問02 有害物質の空気中での性状などに関する次の記述のうち、誤っているものはどれか。

(1)金属の蒸気が空気中で凝固や化学変化を起こし、固体の粒子として空気中に浮遊しているものは、ヒュームである。

(2)クロム酸などを含んだ液体の微細な粒子が、空気中で固化し、固体の粒子として浮遊しているものは、ミストである。

(3)常温で固体であっても昇華性の化学物質は、空気中では固体粒子と気体の両方の形で存在することがある。

(4)一般に、ヒュームはミストに比べて、粒径が小さい。

(5)固体に研磨、粉砕などの機械的な作用を加えて発生した固体の粒子が空気中に浮遊しているものは、粉じんである。

正答(2)

【解説】

(1)正しい。アーク溶接作業を観察すると、白い煙のようなものが上がっている。これがヒュームである。アーク中の温度は金属の沸点よりもかなり高いため、金属が気化して気体となって作業環境中に放出されるが、この気体が作業空間中で冷やされて固体になる。
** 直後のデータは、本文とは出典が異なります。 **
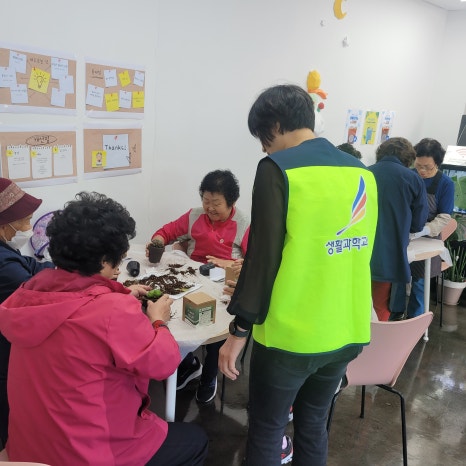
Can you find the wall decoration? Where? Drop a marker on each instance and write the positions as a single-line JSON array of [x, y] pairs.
[[369, 129], [39, 156], [337, 9], [36, 81], [318, 96], [111, 150], [114, 91]]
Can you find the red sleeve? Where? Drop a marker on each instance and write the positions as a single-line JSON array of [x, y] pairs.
[[171, 231], [244, 242]]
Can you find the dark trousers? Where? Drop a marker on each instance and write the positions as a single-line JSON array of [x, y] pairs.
[[185, 445], [278, 380], [210, 369]]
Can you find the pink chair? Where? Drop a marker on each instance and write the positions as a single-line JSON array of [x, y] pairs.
[[381, 362], [4, 460]]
なお、この固体はきわめて微細で、かなり正確な球形や結晶状など整った形をして、それが連なっている。粉じんに比較すると粒径が小さいので沈降しにくい。

(2)誤り。ミストとは、蒸発した気体が空気中で液化したり、スプレー作業などによって作業空間中に浮遊する液体の微細な粒子(飛沫)のことである。あくまでもミストとは液体の微細な粒子である。固体の粒子はミストとは呼ばない。

(3)正しい。昇華とは固体から気体へ変化することである。昇華性物質は常温で固体と気体の双方で存在し得る。
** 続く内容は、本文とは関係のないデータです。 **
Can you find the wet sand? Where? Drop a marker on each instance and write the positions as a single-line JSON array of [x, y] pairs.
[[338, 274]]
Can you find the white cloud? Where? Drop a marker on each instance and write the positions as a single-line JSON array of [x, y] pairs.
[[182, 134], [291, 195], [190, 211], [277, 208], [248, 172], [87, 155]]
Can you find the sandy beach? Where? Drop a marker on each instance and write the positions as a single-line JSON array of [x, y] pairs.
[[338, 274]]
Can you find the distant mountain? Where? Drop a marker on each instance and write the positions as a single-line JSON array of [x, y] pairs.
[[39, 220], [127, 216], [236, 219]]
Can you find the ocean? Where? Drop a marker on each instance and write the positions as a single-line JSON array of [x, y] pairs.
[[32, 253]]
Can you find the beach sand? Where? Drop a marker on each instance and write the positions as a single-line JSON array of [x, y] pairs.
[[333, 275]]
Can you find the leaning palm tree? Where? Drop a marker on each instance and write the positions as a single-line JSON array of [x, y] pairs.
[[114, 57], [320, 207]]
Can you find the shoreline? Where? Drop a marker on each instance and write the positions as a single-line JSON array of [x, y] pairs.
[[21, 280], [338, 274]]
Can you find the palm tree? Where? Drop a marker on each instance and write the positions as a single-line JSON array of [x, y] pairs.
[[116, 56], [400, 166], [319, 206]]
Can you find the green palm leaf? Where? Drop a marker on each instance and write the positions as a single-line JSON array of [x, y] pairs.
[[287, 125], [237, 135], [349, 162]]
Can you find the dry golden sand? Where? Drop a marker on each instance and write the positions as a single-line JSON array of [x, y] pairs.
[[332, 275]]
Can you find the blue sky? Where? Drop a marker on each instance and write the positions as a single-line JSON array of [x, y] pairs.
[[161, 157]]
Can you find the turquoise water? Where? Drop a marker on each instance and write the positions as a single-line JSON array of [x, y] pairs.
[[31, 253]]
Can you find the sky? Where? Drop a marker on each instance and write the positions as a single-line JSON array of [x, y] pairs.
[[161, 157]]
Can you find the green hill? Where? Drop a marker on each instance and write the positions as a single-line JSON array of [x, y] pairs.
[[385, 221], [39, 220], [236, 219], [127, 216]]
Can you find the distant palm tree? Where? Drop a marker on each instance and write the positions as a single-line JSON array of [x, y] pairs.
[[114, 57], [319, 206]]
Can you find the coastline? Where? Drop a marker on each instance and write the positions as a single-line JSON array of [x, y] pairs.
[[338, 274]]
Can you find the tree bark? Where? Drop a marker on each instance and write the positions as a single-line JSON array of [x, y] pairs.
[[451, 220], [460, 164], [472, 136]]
(4)正しい。ヒュームは気体が空気中で凝固して個体になったもので、一般に粒径が小さく0.1~1µm程度である。ミストはスプレー作業やバブリングによって空気中に出てくる液体の粒子で5~150µm程度である。

(5)正しい。固体の微細な粒子を粉じんと呼ぶ。産業保健の分野の英語ではパウダー又はダストと呼ぶ。

なお、明確な大きさの定義があるわけではないが、空気中に浮遊するようなものを粉じんと呼び、0.5~150µm程度のものを指すことが多い。これは、空気中に浮遊していなくても粉じんである。球形とは限らず、様々な形状をしている。